Si alguien se distinguió entre sus colegas por su incansable empeño para realizar, día con día, su tarea de investigación sin descuidar su compromiso con las nuevas generaciones de matemáticos, ése fue el doctor Guillermo Torres Díaz. En efecto, resulta anecdótica su puntualidad para iniciar labores en el Instituto de Matemáticas, desde le cual prestó sus servicios a nuestra Universidad por más de 40 años como investigador titular C.

 

Esta rigurosa disciplina para con el trabajo cotidiano es fruto de una larga trayectoria que arranca en dos facultades, simultáneamente, en donde cursa sus estudios de licenciatura: Ciencias e Ingeniería. Una vez concluida la carrera de matemáticas, se desempeña como asesor del Departamento de Estudios Económicos del Banco de México y, posteriormente, obtiene los grados de maestro y doctor en ciencias en la Universidad de Princeton, bajo la dirección de Ralph Fox, especializándose en la teoría de los nudos.

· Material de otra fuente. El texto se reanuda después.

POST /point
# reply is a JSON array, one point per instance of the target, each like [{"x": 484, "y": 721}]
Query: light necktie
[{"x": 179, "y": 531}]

Durante los años de formación académica obtuvo una vasta experiencia docente impartiendo cursos en la Escuela de Ingeniería del H. Colegio Militar, en el Instituto Tecnológico Autónomo de México, en el Departamento de Graduados de la Escuela Superior de Ingeniería Mecánica y Eléctrica del Instituto Politécnico Nacional y en la Facultad de Ciencias de la Universidad Nacional Autónoma de México. Entre los profesores que más contribuyeron a la formación del doctor Torres Díaz, durante su estancia en la Facultad de Ciencias, se cuentan el doctor Alberto Barajas, el doctor Roberto Vázquez y el doctor Alfonso Nápoles Gándara. También de esta época recuerda la influencia decisiva de su compañero Enrique Valle Flores. Por lo que toca a su estancia en Princeton, las personas que más aportaron a su preparación fueron el profesor Ralph Fox, Solomon Bochner y S. Lefschetz. Gracias a que logró conjugar, a temprana edad, un ejercicio profesional y docente sumamente dinámico, sus cátedras siempre se vieron repletas de jóvenes entusiastas que reconocían en él a un profesor actualizado en búsqueda de nuevos conocimientos; esta situación no se modificó a su regreso de los Estados Unidos, pues continuó como profesor titular de la Facultad de Ciencias, de la cual ocupó la Dirección de 1959 a 1965. Sus trabajos publicados son considerados ahora como clásicos de la teoría de los nudos.